University of Connecticut, Storrs, Connecticut

Abstract

We use micro data to analyse the effect of human capital externality on earnings and private returns to education. The earnings equations are estimated using the OLS method for a sample of full-time workers. The results show that human capital has a positive effect on earnings, indicating that an increase in education benefits all workers. However, men benefit more from women's education than the women do from men's. The effects of human capital externality on private returns to schooling are shown to vary substantially between rural and urban areas and across levels of the education system.

JEL Classification I20

Keywords: Human capital externality, returns to education, earnings, Kenya


1. Introduction

At the time of independence shortage of skilled labour was a major constraint to the achievement of the nation’s development goals. To improve this situation the Kenyan government has consistently devoted a large share of its budget to education expansion. For instance, the education sector share of total government budget in 1998 was 29 percent, one of the highest in Africa. In the earlier decades after independence, most of the expansion took place at the primary and secondary education levels. With time and especially since the late 1980s, there has also been a rapid expansion in the number of public and private universities. Student enrolments in primary and secondary schools increased from 0.9 and 0.03 million in 1963 to 5.9 and 0.7 million in 2000, respectively. The number of primary and secondary schools also increased from 6,058 and 150 in 1963 to about 18,617 and 3,207 in 2000, respectively. The number of schools may, however, understate the extent of expansion in the education system since within the existing schools, expansion was in form of increased number of classes.

At the primary level, the expansion was partly due to free primary education introduced in 1974, while at the secondary level, the increase was due to the large number of schools, built through self-help initiatives in response to the high demand for secondary education.1 Given the large amounts of resources devoted to education by both government and parents, it is fitting to investigate whether the education system yields returns to individuals that justify the resources they invest in schooling.

Estimates of returns to education conventionally measure the benefits of education in the form of higher wages. Private rates of return to education include only private benefits and costs, while social rates of return to education differ from the private returns only by inclusion of direct cost of education to the society as well as the benefits to it in terms of higher tax revenues.

In terms of policy making, returns to education are useful in a number of ways. For instance, social returns are useful in giving an indication of which sector of the education system the government should invest in most. If there are significant differences in returns to primary and secondary education, this is a signal to policy makers and households to invest relatively more in the education level that yields higher returns.

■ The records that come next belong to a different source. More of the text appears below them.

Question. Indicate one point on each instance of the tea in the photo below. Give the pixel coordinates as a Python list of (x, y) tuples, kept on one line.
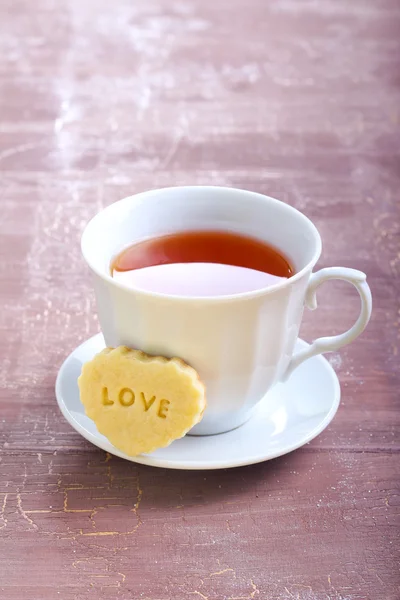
[(201, 263)]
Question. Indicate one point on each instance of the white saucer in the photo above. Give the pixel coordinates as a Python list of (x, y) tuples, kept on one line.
[(291, 415)]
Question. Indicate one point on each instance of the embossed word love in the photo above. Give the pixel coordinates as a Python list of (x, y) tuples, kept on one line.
[(127, 397), (140, 402)]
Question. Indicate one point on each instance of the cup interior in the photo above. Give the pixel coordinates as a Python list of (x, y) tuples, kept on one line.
[(169, 210)]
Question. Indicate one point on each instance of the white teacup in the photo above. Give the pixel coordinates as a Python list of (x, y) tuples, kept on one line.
[(241, 345)]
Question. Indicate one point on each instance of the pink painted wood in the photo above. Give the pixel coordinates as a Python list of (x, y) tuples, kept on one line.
[(299, 100)]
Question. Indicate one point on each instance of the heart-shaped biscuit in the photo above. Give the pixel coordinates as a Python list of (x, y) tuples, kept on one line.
[(141, 402)]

An analysis of returns to education can also help in the evaluation of broad education policies. It is, for example, well established that human capital development is crucial to economic development (Ranis et al. 2000). Government should therefore seek to adopt policies that are consistent with human capital development. To the extent that returns to education in a particular country may show a declining trend, it is necessary to evaluate the causes of such decline. On the one hand, declining returns may influence private choices on education as evidenced by high drop-out rates and low enrolments. On the other hand, it could be that government policies themselves are responsible for the decline in enrolment. For example, it has been shown that the policy of cost-sharing in education in Kenya has had a negative impact on primary school enrolments (Bedi et al., 2004). Further, households evaluate benefits of schooling decisions in terms of the future income returns. If these benefits are too low, then policies advocating for the use of education services as part of the poverty alleviation package may be ill-conceived. Alternatively, if these returns are very high despite low enrolments, it could be evidence that individuals are not able to obtain the optimal amount of education. Thus, a study on returns to education has several important policy implications.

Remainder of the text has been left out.